Music of Gabriela Ortiz and Tan Dun Enrich Second Program of the Symphony’s “To the Earth” Festival

To continue their To the Earth online festival, San Diego Symphony Music Director Rafael Payare and Festival Curator Steven Schick offered their second installment on Wednesday, music to celebrate the midday: Noon. Works such as Haydn’s Symphony No. 7, “Le Midi” (“Noon”) and Debussy’s “Prelude to the Afternoon of a Faun” established an obvious thematic connection, while “Vitrales de ámbar” (“Windows of Amber”) by Gabriela Ortiz and excerpts from Tan Dun’s “Water Music for Percussion” provided welcome sonic contrast, if a less than evident thematic link.

Steven Schick (front) and San Diego Symphony percussion section perform Tan Dun [photo courtesy of the San Diego Symphony]

Payare and the San Diego Symphony gave a striking, joyous account of this early Haydn Symphony No. 7 from 1761, a work whose extensive first-chair solos clearly suggest a relationship to the sinfonia concertante, a genre that some consider an 18th-century compromise between the concerto and the symphony. Concertmaster Jeff Thayer’s commanding solos in the opening movement and his eloquent duos in the Adagio—played with complementary panache by Principal Cello Yao Zhao—as well as sparkling duets by Principal Flute Rose Lombardo and flutist Sarah Tuck increased the pleasure of this spirited symphony.
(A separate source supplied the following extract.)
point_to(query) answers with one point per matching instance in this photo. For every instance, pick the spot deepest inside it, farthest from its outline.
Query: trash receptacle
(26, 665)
The orchestra responded with lithe precision to Payare’s crisp, driving tempos, especially in the vibrant finale. Playing in standing formation in a wide semi-circle in the new Rady Shell at Jacobs Park, this streamed performance projected the strong, energized ensemble of this appropriately configured classical period orchestra—well-balanced strings with a few winds—that we experience in Copley Symphony Hall only with the full orchestra on stage.
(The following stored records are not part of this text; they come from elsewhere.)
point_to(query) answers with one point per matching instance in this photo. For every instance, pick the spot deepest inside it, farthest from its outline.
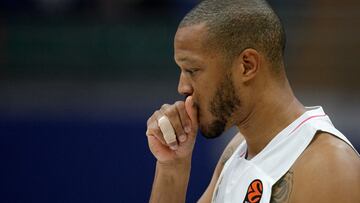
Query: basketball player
(230, 53)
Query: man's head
(220, 46)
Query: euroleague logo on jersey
(254, 192)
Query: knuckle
(170, 112)
(179, 103)
(165, 106)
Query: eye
(191, 71)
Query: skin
(262, 104)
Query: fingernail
(187, 129)
(173, 147)
(182, 138)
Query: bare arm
(173, 159)
(229, 150)
(170, 183)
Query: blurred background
(79, 78)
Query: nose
(184, 88)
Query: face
(208, 78)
Arnold Schoenberg arranged numerous large orchestral works for chamber concerts he held in early 20th-century Vienna, and Schick chose to conduct his arrangement of Debussy’s “Prelude to the Afternoon of a Faun” for 12 players to open this concert from the Rady Shell. The chamber version of this familiar piece does give greater prominence and presence to the delectable wind solos, although the mere quintet of strings on stage still brought to mind the lush support of an entire orchestra string section as I listened to this deftly shaded account of “Faun.” Debussy’s midday portrait sounds more languid than Haydn’s noontime effervescence, but both moods are possible at noon.
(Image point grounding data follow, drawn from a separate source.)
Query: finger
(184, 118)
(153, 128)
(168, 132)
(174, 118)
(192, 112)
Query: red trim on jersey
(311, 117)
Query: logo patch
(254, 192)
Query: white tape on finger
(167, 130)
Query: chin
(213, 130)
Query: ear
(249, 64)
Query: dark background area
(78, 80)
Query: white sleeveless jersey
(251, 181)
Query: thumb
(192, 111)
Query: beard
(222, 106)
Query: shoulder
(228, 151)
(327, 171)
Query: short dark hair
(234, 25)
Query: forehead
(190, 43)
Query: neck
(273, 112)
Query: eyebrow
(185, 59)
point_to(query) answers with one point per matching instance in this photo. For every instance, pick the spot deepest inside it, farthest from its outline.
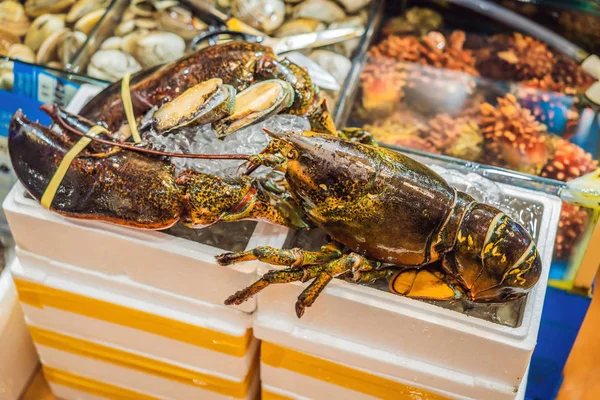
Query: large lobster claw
(119, 186)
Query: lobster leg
(290, 257)
(349, 262)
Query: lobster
(387, 215)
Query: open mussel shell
(201, 104)
(255, 104)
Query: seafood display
(389, 217)
(160, 31)
(150, 33)
(45, 32)
(504, 99)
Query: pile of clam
(150, 33)
(156, 32)
(281, 18)
(45, 32)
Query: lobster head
(494, 256)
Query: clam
(336, 64)
(48, 49)
(21, 52)
(84, 7)
(70, 44)
(352, 6)
(13, 18)
(165, 4)
(299, 26)
(154, 48)
(42, 27)
(88, 21)
(256, 103)
(112, 43)
(324, 10)
(201, 104)
(7, 39)
(35, 8)
(111, 65)
(180, 21)
(347, 47)
(264, 15)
Appreciation of the gifts of contemporary Mexican composer Gabriela Ortiz are rightly expanding on this side of la frontera—she is the resident composer at this year’s prestigious Ojai Festival—and her “Vitrales de ámbar” provides ample evidence of her bright musical imagination and masterful orchestration. Her four highly engaging movements of this chamber work are animated by pulsing, angular themes, frequently expressed by piquant mallet percussion instruments and spurred on with drumming that suggests a Latin dance beat, without falling into cliched popular genres. The composer has explained that she was inspired not by stained-glass windows, but rather by the blaze of vibrant color she observed watching monarch butterflies soar together in migratory flight, which her “Vitrales de ámbar” has most gracefully captured in music.

Among the most moving major productions I have experienced in decades of reviewing is the 2012 La Jolla SummerFest performance of Tan Dun’s Water Passion after St. Matthew, conducted by the composer. His “Water Music for Percussion Ensemble” takes one of the unique aspects the his Water Passion—creating sonic beauty by manipulating water sitting in large glass bowls—and allows four percussionists to do with water what a string quartet does with sophisticated musical instruments.

Schick and members of the orchestra’s percussion section—Principal Percussion Gregory Cohen, Erin Douglas Dowrey, and Andrew Watkins—gave a mesmerizing account of this brilliant work, a literal cascade of contrasting sounds, accents, and rhythms. Playing on the darkened stage of Copley Symphony Hall with illumination provided by bright lighting below the glass bowls, like the Water Passion, this performance was nothing less than sacred ritual.